In Olanda l’app per contrastare il Covid ha subito un attacco hacker e sono stati diffusi circa 200 nominativi, con password annesse, pubblica l’Ansa. Con quanta cura i dati di 60 milioni di individui dovrebbero essere maneggiati e quali rischio correrebbero, primi fra tutti anche gli stessi politici e parlamentari, se la privacy dell’app non fosse solidamente blindata?

Si tratta di rendere disponibile in rete un dato sensibile che finora è ancora assente: chi incontriamo e chi frequentiamo. Dire che abbiamo già messo online la nostra vita privata (pensiamo ai nostri profili social e a tutte le informazioni che diamo quotidianamente) e che quindi non farlo per cause ben più importanti sarebbe da ipocriti appare fittizio e non del tutto corretto. Dobbiamo infatti ricordarci che Google non ha potere politico e non può fare quello che vuole con i nostri dati, non gli interessa se siamo gay o affiliati a un particolare partito politico. Ben diverso sarebbe fornire questo informazioni a chi può avere altre finalità.

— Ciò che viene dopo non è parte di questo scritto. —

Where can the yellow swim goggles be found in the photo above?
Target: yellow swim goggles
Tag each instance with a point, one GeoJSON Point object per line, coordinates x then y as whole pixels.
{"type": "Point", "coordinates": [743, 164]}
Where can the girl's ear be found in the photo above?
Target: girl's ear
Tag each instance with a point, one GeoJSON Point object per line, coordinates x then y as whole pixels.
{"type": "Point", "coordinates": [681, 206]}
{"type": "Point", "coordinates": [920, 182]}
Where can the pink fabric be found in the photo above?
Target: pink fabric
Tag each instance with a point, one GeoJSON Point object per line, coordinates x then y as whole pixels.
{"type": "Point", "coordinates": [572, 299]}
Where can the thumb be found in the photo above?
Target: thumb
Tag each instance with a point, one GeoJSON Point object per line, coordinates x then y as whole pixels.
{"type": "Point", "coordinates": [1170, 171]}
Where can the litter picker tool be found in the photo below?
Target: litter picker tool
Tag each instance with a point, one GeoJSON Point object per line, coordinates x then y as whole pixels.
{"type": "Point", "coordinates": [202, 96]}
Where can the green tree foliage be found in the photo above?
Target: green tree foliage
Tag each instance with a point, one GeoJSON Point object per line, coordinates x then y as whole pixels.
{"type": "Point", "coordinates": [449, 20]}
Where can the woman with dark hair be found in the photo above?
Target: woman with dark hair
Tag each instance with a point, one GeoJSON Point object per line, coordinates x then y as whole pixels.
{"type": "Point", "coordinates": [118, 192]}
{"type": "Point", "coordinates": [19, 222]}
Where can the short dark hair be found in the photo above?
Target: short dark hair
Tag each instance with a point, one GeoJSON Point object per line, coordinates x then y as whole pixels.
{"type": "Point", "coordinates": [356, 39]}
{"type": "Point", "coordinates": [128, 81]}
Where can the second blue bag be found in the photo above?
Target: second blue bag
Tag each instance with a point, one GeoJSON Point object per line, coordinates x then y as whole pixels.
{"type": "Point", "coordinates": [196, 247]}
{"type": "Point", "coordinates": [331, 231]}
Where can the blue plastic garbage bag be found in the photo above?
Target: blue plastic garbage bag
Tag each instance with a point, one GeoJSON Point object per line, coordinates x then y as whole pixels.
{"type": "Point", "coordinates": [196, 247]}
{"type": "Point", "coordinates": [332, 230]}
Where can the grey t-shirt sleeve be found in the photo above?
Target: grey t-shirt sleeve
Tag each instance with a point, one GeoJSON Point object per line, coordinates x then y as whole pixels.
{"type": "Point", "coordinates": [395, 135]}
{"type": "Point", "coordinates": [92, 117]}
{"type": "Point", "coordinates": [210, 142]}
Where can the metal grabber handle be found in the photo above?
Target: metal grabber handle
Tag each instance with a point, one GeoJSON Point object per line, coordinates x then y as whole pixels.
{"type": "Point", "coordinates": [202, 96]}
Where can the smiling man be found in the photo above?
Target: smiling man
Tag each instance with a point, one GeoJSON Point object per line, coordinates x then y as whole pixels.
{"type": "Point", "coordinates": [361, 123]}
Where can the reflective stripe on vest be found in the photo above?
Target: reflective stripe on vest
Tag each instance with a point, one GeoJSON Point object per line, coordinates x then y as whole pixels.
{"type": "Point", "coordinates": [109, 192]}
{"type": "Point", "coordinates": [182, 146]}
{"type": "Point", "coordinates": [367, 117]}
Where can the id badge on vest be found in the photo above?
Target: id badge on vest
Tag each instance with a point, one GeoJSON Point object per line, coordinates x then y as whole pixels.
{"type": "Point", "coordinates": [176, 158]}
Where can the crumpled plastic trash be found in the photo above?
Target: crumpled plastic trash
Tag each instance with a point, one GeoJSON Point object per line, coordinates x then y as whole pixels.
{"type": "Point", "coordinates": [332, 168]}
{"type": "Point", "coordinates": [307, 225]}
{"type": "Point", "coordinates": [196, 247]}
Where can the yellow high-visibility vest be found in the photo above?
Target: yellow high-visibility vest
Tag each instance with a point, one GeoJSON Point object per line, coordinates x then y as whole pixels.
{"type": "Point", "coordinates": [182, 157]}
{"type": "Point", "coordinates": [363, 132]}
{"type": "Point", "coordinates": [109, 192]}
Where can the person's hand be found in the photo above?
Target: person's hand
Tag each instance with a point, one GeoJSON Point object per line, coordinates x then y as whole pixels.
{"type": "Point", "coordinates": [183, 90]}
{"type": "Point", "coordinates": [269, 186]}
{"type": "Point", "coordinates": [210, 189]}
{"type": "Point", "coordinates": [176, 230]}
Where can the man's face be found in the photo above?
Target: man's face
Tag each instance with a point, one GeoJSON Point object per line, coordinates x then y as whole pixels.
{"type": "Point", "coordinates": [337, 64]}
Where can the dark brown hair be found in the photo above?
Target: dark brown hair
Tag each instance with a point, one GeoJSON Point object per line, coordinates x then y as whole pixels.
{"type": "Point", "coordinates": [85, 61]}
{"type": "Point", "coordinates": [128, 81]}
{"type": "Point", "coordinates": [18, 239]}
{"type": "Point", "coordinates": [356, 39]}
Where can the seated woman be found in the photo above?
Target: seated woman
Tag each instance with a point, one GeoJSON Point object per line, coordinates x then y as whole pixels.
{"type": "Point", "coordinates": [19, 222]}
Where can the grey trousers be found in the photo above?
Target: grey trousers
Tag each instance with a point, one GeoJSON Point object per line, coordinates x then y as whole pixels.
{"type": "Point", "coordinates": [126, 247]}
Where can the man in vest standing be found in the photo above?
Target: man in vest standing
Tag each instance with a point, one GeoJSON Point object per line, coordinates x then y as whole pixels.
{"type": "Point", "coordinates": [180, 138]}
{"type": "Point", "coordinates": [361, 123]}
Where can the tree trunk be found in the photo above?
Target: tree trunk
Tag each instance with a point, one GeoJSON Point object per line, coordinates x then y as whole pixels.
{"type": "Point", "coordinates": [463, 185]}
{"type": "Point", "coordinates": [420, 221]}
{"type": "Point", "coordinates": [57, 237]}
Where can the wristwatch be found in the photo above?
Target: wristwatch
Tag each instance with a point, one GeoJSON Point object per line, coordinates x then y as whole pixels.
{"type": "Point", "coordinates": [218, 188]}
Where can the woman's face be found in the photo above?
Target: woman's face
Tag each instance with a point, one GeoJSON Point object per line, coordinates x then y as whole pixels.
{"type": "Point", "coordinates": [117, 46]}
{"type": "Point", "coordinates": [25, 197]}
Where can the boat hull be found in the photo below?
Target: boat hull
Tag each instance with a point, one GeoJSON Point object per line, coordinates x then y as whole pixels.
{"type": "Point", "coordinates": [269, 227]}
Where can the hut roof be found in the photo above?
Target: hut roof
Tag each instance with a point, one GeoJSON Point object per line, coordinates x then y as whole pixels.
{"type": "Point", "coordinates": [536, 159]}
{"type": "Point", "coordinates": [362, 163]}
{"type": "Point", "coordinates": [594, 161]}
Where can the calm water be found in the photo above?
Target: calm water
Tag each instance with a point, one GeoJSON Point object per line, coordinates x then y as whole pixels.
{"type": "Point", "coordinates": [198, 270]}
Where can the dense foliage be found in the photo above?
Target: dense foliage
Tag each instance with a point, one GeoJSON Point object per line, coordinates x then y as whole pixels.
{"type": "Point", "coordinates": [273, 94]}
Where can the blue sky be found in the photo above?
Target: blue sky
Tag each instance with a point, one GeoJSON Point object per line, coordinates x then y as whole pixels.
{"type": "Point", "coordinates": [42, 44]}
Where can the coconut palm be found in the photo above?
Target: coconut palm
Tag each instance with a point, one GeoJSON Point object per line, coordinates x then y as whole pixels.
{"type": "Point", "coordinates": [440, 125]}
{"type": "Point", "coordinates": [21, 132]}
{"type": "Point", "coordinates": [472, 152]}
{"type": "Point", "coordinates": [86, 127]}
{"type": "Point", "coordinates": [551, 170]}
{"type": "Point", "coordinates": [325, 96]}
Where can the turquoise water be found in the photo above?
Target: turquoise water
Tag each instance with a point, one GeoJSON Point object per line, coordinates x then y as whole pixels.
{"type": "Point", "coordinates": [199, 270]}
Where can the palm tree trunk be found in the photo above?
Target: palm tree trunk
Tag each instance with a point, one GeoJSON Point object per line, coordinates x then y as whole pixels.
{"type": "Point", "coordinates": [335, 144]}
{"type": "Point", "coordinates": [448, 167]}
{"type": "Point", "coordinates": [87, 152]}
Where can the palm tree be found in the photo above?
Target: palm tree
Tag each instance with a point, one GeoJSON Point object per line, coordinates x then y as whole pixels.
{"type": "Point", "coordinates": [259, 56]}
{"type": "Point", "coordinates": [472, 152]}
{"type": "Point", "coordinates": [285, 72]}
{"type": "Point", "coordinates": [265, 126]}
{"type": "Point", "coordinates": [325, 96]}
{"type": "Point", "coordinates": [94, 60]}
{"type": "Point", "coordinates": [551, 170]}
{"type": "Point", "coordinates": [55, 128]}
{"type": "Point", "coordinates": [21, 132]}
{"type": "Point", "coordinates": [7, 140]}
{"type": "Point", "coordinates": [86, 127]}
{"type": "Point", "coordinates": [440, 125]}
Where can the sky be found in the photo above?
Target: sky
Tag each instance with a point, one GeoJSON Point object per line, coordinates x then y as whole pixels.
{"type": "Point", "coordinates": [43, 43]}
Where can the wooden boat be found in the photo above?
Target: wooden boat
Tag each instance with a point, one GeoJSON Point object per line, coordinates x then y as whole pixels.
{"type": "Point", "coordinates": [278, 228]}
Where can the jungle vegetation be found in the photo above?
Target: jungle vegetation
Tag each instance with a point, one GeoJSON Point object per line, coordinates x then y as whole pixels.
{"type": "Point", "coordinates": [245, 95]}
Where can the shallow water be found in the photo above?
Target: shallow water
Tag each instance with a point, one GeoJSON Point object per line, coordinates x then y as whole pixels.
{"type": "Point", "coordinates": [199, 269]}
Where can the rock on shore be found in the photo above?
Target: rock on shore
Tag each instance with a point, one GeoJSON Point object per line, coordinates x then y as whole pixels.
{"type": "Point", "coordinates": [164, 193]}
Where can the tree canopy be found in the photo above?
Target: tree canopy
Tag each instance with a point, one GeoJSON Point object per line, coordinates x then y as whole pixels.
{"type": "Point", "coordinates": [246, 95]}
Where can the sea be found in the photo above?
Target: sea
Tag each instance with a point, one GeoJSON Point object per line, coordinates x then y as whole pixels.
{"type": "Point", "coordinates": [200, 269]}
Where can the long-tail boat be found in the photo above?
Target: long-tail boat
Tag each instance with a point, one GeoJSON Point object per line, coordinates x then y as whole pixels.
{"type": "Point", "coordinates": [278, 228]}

Ad oggi sembra quindi che l’app sia più una cattiva idea – o una buona idea mal realizzata – più che una soluzione concreta. Non sono stati dati gli strumenti per capire come funziona e le sue caratteristiche rimangono per la maggior parte oscure. Se venissero tutelate alcune garanzie sulla privacy, come l’eliminazione dei dati riguardanti gli spostamenti e l’utilizzo dell’app esclusivamente per il Covid saremmo sicuramente più invogliati ad usarla o almeno, a fare un tentativo.

Resta comunque l’idea che sarebbe utile iniziare a pensare a una Fase 2 senza il suo impiego se essa fosse ignorata dagli italiani o non dovesse risultare così utile nel contrastare il virus come affermato. I pochi esempi pratici che abbiamo infatti vengono dalla Corea del Sud, dove essa è risultata molto efficiente – pena la totale mancanza di privacy – e da Singapore dove l’hanno utilizzata solo il 20% dei cittadini e che poco dopo la riapertura si sono registrati gli scoppi di nuovi focolai. Vedremo se nelle prossime settimane seguiranno delucidazioni da parte di un Governo che deve, prima di tutto, ispirare fiducia per poter richiederla in cambio da parte degli italiani. Ma finora si sono commessi più errori comunicativi che tecnici.